Abstract
Purpose
This paper aims to present an alternative airspeed computation method based on artificial neural networks (ANN) without requiring pitot-static system measurements.
Design/methodology/approach
The data set used to train proposed neural model is obtained from the Digital Flight Data Acquisition Unit records of a Boeing 737 type commercial aircraft for real flight routes. The proposed method uses the flight parameters as inputs of the ANN. The Levenberg–Marquardt training algorithm was used to train the neural model.
Findings
The predicted airspeed values obtained with ANN are in good agreement with the measured airspeed values.
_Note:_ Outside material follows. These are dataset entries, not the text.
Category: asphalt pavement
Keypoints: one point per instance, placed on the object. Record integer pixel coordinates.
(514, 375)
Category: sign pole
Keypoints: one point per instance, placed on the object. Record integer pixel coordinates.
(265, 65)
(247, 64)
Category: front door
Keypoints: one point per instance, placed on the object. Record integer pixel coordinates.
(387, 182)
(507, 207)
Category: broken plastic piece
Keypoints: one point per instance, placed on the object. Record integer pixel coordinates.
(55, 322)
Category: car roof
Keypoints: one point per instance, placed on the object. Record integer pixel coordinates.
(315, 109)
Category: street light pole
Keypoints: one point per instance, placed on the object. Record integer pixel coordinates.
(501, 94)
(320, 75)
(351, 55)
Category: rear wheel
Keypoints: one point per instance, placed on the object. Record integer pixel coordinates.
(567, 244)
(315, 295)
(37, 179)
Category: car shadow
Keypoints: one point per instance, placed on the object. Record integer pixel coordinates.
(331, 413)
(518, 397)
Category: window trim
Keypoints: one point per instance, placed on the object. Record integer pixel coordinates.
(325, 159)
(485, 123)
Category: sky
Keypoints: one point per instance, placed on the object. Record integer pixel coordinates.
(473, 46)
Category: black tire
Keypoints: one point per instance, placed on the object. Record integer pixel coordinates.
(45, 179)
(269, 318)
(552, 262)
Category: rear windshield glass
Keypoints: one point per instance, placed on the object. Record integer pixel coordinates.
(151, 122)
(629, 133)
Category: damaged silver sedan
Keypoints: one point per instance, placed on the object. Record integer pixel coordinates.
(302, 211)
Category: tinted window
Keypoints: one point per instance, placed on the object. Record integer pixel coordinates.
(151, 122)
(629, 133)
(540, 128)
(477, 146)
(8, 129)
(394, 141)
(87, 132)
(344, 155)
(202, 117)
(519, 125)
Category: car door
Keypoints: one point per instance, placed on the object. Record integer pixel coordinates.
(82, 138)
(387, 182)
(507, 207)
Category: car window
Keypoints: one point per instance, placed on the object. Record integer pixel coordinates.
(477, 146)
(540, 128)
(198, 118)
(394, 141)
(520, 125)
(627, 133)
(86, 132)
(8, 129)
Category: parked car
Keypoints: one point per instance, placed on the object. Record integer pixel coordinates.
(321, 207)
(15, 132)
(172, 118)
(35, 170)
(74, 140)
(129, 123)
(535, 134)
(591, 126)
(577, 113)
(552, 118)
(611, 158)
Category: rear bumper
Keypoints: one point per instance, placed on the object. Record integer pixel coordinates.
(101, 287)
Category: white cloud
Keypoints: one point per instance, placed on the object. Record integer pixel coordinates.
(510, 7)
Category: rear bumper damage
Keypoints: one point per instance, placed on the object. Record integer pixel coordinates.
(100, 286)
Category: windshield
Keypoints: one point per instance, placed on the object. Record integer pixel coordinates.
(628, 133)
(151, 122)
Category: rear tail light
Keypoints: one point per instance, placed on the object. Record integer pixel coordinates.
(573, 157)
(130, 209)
The proposed neural model can be used as an alternative airspeed computation method.
Practical implications
The proposed alternative airspeed computation method can be used when the air data computer or pitot-static system has failed.
Originality/value
The proposed method uses flight parameters as inputs for the ANN. As such, airspeed is calculated using flight parameters instead of the pitot-static system measurements.
Reference19 articles.
1. Brown, F.S. (2012), Subsonic relationships between pressure altitude, calibrated airspeed and Mach number, Technical Information Handbook, Air Force Flight Test Center Edwards Air Force Base, CA.
2. Neural network based architecture for fault detection and Isolation in air data systems,2013
3. A neural network approach to predicting airspeed in helicopters;Neural Computing & Applications,2000
4. Gracey, W. (1980), Measurement of aircraft speed and altitude, NASA RP-1046.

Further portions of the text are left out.